May 20, 2021

Medical student’s latest preoperative anxiety study receives accolades from American Association of Plastic Surgeons

Arif Musa

Medical student Arif Musa was honored with a scholarship to attend the American Association of Plastic Surgeons at the organization’s annual meeting, held May 15-18 in Miami, Fla.

Musa, a fourth-year student at the Wayne State University School in Medicine, was in Miami on a Cannon Student Scholarship to attend the meeting  in recognition of his study “A survey of current preferences of plastic surgeons regarding assessment and reduction of preoperative anxiety.

The scholarship included registration, meals and accommodations for the meeting.

School of Medicine students Jahan Tajran, Class of 2021; and Daniel Chen, Ricardo Engel and Madison Wheaton, Class of 2022, contributed to the study, published by the journal Aesthetic Plastic Surgery in February. Musa presented a related abstract at the American Academy of Cosmetic Surgery’s annual scientific meeting in February.

Preoperative anxiety is a common phenomenon in plastic surgery that has been associated with numerous negative patient outcomes. Musa and classmates wanted to determine the preferences of plastic surgeons regarding the assessment and reduction of adult preoperative patient anxiety in their primary practice setting. They surveyed members of the American Council of Academic Plastic Surgeons from April to June of 2020. The majority of respondents – 63% -- did not formally assess patient anxiety, but 57% supported the use of standardized scales to measure anxiety. Most of those surveyed preferred patient education (81%), family member presence (69%) and a visit from the anesthesiologist (54%) to reduce patient anxiety.

Although plastic surgeons appeared to hold multiple parties responsible to manage preoperative anxiety, they held themselves and anesthesiologists most responsible, the study said. Future studies are needed to determine if these views cohere with those of other health care providers and if these preferences change for pediatric patients.

The survey is the latest in a series of studies led by Musa that question physicians in various specialties about patient pre-operative anxiety. He founded the Spine Preoperative Anxiety Research Taskforce, or SPARTA, in 2016 while attending the University of Southern California as a graduate student.
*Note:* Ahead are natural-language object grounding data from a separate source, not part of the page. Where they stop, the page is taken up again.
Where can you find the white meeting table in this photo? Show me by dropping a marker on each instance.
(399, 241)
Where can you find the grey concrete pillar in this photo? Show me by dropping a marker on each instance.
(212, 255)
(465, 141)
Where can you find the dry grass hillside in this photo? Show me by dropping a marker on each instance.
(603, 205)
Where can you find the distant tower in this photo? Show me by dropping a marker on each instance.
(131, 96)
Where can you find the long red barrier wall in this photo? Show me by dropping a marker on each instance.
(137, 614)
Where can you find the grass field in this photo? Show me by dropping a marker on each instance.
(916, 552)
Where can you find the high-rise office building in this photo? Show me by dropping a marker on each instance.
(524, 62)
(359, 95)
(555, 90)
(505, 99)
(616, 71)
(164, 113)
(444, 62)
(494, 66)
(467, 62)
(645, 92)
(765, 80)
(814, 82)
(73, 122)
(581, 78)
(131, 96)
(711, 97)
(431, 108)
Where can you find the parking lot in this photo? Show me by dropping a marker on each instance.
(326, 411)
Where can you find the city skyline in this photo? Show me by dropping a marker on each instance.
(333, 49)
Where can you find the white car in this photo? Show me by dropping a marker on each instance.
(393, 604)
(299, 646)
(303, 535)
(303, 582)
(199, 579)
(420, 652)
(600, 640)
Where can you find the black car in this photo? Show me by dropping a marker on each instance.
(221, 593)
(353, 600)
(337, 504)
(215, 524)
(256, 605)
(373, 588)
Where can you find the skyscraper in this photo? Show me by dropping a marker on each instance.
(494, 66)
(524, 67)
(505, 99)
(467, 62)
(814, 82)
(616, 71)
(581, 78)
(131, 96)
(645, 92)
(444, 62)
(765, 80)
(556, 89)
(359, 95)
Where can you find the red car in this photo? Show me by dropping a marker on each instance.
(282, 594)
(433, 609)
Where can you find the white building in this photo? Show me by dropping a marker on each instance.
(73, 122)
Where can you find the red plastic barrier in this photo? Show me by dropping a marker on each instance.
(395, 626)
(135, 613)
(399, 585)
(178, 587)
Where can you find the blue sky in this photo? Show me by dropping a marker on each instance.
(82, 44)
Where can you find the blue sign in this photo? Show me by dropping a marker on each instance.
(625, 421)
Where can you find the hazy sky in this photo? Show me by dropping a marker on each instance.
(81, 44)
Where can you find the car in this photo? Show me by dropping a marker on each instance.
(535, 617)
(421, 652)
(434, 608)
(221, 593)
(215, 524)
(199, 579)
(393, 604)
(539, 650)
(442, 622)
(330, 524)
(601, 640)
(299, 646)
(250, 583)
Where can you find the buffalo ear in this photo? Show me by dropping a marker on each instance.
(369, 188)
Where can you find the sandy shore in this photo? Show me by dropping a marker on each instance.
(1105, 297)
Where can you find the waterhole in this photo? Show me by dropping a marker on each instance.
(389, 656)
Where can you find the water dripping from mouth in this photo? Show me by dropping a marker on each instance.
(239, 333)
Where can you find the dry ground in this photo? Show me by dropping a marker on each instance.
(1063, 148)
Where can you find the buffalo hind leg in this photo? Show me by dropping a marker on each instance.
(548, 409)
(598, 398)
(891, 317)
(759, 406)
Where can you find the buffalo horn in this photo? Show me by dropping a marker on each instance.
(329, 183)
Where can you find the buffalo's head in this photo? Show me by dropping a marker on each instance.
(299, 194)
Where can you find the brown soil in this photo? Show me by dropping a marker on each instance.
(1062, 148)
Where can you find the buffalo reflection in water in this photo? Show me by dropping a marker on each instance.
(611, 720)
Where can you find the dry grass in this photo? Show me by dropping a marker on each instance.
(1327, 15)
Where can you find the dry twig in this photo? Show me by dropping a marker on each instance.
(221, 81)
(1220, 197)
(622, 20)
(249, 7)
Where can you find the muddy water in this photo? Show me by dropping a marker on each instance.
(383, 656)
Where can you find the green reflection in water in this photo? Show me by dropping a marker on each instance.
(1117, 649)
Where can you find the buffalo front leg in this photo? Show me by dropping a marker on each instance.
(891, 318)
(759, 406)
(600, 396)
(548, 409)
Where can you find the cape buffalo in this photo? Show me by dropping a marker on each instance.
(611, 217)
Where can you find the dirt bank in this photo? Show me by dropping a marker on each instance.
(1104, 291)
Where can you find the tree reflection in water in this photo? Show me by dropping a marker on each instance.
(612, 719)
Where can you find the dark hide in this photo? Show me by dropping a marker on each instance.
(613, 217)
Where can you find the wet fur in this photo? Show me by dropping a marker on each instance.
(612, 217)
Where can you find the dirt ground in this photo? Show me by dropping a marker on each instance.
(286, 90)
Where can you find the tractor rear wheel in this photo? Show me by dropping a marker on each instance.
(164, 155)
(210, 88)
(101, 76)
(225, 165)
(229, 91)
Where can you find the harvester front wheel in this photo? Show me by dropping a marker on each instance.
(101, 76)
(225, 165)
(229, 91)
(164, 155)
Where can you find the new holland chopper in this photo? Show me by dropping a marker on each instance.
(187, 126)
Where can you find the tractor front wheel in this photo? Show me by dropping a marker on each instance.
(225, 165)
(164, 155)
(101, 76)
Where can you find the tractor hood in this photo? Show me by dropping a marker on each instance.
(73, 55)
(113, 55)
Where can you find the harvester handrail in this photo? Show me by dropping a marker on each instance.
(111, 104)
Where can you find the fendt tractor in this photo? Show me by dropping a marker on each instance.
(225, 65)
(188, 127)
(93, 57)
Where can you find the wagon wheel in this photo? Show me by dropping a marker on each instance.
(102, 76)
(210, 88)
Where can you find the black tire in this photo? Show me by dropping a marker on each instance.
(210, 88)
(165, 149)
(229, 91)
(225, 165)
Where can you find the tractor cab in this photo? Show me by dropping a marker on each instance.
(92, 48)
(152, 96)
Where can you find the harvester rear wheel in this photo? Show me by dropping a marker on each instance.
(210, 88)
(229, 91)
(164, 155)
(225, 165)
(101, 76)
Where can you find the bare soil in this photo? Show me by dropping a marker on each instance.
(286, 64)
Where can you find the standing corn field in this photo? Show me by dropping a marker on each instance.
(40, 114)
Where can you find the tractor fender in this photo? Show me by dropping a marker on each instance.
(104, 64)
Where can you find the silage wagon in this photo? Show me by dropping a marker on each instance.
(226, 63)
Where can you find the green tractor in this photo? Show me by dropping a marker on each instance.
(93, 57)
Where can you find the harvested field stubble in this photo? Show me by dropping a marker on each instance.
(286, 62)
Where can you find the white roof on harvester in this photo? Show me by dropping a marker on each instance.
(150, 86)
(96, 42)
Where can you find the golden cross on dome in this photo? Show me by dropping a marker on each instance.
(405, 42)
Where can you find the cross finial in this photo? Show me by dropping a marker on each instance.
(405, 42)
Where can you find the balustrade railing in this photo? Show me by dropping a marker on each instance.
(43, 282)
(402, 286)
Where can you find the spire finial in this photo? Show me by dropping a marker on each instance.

“These anxieties often go unaddressed or unrecognized by providers. Not only is there research that shows that high anxiety before surgery can lead to negative outcomes for the patient, but I believe that addressing patient anxiety is necessary for both patient-centered and evidence-based care,” Musa said. “Because our first study investigated preoperative anxiety in spine surgery, I named our team of multi-disciplinary researchers the Spine Preoperative Anxiety Research Taskforce, or SPARTA. However, since then, our study has expanded to the specialties of Anesthesiology, Plastic Surgery, Orthopedic Surgery, Dermatology and Gastroenterology, with future expansions being discussed in the fields of Ophthalmology and Urology.

The project was funded by the Clinical and Translational Sciences Institute Team Building Award, won by Musa in 2018 from the University of Southern California Keck School of Medicine and renewed in 2019 and 2020, and the Medical Student Research Fellowship awarded by the WSU School of Medicine’s Office of Research and Innovation in 2020.

Musa’s faculty advisor is Christopher Cooke, M.D., an attending orthopedic surgeon at the Detroit Medical Center who was recently named a 2020 Top Doctor by Hour Detroit.

Even the earlier phases of the project were met with positive feedback.

“Ultimately, I think our project was so successful because I identified a problem that was not being adequately addressed – patient anxiety before surgery – and conducted research to identify the most popular strategies to reduce anxiety in patients that clinicians can use in their everyday practice. I realized that to be a humanistic physician I must always account for my patient’s feelings and well-being, especially before surgery,” he said.

Musa was inducted into the Gold Humanism Honor Society this year, and serves as the School of Medicine chapter’s treasurer.